What is the pH of an aqueous solution at 25°C in which [OH-] is 0.025 M?
pOH = -log(OH^-)
pH + pOH = pKw = 14
To determine the pH of the aqueous solution, you can use the formula: pH = 14 - pOH. Since the concentration of hydroxide ions ([OH-]) is given as 0.025 M, we can find the pOH first.
Step 1: Calculate pOH
pOH = - log [OH-]
pOH = - log (0.025)
pOH = - log (2.5 x 10^-2)
pOH = - (log 2.5 + log 10^-2)
pOH = - (0.39794 + (-2))
pOH = - (0.39794 - 2)
pOH = - (-1.60206)
pOH ≈ 1.602
Step 2: Determine pH
pH = 14 - pOH
pH = 14 - 1.602
pH ≈ 12.398
Therefore, the pH of the aqueous solution with [OH-] concentration of 0.025 M at 25°C is approximately 12.398.

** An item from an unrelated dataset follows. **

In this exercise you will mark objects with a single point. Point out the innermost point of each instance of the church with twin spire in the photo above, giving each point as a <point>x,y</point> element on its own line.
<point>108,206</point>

To determine the pH of an aqueous solution, we need to know the concentration of hydrogen ions ([H+]). Given the concentration of hydroxide ions ([OH-]), we can use the relationship between [H+] and [OH-] to find the pH.
The relationship between [H+] and [OH-] is described by the equation for water dissociation:
[H+] × [OH-] = 1.0 × 10^(-14) M^2
Given that [OH-] is 0.025 M, we can rearrange the equation to solve for [H+]:
[H+] = (1.0 × 10^(-14) M^2) / [OH-]
Substituting the given value of [OH-]:
[H+] = (1.0 × 10^(-14) M^2) / 0.025 M
Simplifying the calculation:
[H+] = 4.0 × 10^(-13) M
Finally, we can use the definition of pH, which is the negative logarithm (base 10) of the hydrogen ion concentration:
pH = -log[H+]
Plugging in the calculated value of [H+]:
pH = -log(4.0 × 10^(-13) M)
Calculating the value using logarithm properties:
pH ≈ 12.4
Therefore, the pH of the aqueous solution with a [OH-] concentration of 0.025 M is approximately 12.4.